If you aren't using LLMs for your reverse engineering tasks, you're missing out, big time. Claude kicks ass.
It's good at cleaning up decompiled code, at figuring out what functions do, at uncovering weird assembly tricks and more.
[-]
- keepamovin 2 hours ago
  
  The article is a useful resource for setting up automated flows, and Claude is great at assembly. Codex less so, Gemini is also good at assembly. Gemini will happily hand roll x86_64 bytecode. Codex appears optimized for more "mainstream" dev tasks, and excels at that. If only Gemini had a great agent...
- skerit an hour ago
  
  I've been using Claude for months with Ghidra. It is simply amazing.
- amelius 3 hours ago
  
  Makes sense because LLMs are quite good at translating between natural languages.
  Anyway, we're reaching the point where documentation can be generated by LLMs and this is great news for developers.
  [-]
  - saagarjha an hour ago
    
    Documentation is one place where humans should have input. If an LLM can generate documentation, why would I want you to generate it when I can do so myself (probably with a better, newer model)?
    
    [-]
    
    ACCount37 5 minutes ago
    
    That's great if those humans are around to have that input.
    Not so much when you have a lot of code built around an obscure SDK from 6 years ago, and you have to figure out how it works, and the documentation is both incredibly sparse and in Chinese.
    
    simonw 8 minutes ago
    
    I definitely want documentation that a project expert has reviewed.
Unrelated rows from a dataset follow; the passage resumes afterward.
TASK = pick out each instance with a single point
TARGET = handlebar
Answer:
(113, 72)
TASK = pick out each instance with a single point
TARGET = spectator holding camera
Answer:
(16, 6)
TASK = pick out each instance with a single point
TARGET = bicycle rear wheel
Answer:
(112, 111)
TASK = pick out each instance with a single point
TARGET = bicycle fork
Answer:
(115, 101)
I've found LLMs are fantastic at writing documentation about how something works, but they have a nasty tendency to take guesses at WHY - you'll get occasional sentences like "This improves the efficiency of the system".
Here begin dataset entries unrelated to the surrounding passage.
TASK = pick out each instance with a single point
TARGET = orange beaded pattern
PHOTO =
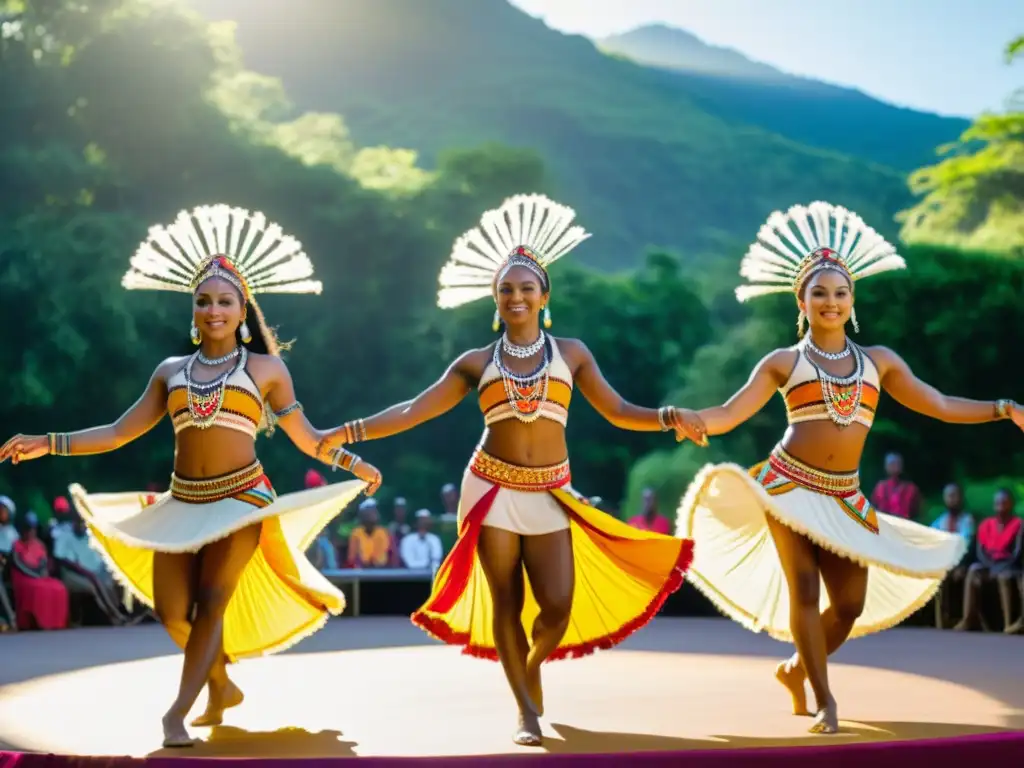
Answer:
(519, 478)
(215, 488)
    I don't want invented rationales for changes, I want to know the actual reason a developer decided that the code should work that way.
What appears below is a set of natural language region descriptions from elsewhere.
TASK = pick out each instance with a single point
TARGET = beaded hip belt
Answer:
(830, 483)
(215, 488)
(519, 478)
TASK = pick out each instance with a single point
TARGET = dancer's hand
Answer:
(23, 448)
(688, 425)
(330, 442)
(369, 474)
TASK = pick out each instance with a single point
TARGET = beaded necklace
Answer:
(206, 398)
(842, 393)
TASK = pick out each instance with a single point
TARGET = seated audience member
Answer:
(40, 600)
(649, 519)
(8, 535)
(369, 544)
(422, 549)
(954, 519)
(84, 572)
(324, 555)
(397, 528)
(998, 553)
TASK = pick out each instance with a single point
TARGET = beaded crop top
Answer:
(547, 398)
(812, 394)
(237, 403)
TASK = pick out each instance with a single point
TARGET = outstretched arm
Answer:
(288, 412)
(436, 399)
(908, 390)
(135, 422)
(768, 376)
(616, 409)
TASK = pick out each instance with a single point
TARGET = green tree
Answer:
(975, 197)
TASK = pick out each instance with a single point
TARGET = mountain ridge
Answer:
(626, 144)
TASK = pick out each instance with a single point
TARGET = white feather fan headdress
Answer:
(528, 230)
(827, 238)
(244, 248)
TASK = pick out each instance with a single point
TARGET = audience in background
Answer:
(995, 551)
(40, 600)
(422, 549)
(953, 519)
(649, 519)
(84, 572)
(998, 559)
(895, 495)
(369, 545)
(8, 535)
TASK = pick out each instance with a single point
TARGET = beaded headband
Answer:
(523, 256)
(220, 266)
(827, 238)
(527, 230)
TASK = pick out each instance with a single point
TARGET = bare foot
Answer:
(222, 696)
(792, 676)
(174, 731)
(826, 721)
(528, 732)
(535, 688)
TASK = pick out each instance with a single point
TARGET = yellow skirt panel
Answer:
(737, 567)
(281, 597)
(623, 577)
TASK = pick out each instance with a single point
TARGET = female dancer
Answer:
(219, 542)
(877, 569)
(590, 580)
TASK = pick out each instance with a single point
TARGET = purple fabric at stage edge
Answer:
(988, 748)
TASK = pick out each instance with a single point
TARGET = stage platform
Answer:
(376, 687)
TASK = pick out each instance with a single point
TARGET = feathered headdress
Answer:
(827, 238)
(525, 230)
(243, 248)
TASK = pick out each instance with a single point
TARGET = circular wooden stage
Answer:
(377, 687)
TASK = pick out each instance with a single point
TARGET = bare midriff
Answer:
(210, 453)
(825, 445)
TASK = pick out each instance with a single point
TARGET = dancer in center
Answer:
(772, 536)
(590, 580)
  - james_marks 2 hours ago
    
    I stumbled across a fun trick this week. After making some API changes, I had CC “write a note to the FE team with the changes”.
    I then pasted this to another CC instance running the FE app, and it made the counter part.
    Yes, I could have CC running against both repos and sometimes do, but I often run separate instances when tasks are complex.
  - monsieurbanana 2 hours ago
    
    Maybe documentation meant for other llms to ingest. Their documentation is like their code, it might work, but I don't want to have to be the one to read it.
    Although of course if you don't vibe document but instead just use them as a tool, with significant human input, then yes go ahead.
    
    [-]
    
    dunham an hour ago
    
    Although with code it's implementing functions that don't exist yet and with documentation, it's describing functions that don't exist yet.
knackers 8 days ago

I've been experimenting with running Claude in headless mode + a continuous loop to decompile N64 functions and the results have been pretty incredible. (This is despite already using Claude in my decompilation workflow).
I hope that others find this similarly useful.
[-]
- plastic-enjoyer 2 hours ago
  
  This sounds interesting! Do you have some good introduction to N64 decompiliation? Would you recommend using Claude right from the start or rather try to get to know the ins and outs of N64 decomp?
- garrettjoecox 4 hours ago
  
  What game are you working on?
  [-]
  - wk_end 3 hours ago
    
    Last sentence of the first paragraph says it’s Snowboard Kids 2.
    
    [-]
    
    rat9988 2 hours ago
    
    For his defense, it is missing a "Tell HN"
    
    [-]
    
    dpkirchner 2 hours ago
    
    And it isn't always obvious when the commenter is the submitter (no [S] tag like you see on other sites).
    
    [-]
    
    garrettjoecox an hour ago
    
    whoops, I did indeed miss that this was OP
- turnsout 2 hours ago
  
  This is super cool! I would be curious to see how Gemini 3 fares… I've found it to be even more effective than Opus 4.5 at technical analysis (in another domain).
VikingCoder an hour ago

I've been waiting for decompilation to show up in this space.
butz an hour ago

Are there any similar specialized decompilation LLM models available to be used locally?
jamesbelchamber 2 hours ago

This is a refreshingly practical demonstration of an LLM adding value. More of this please.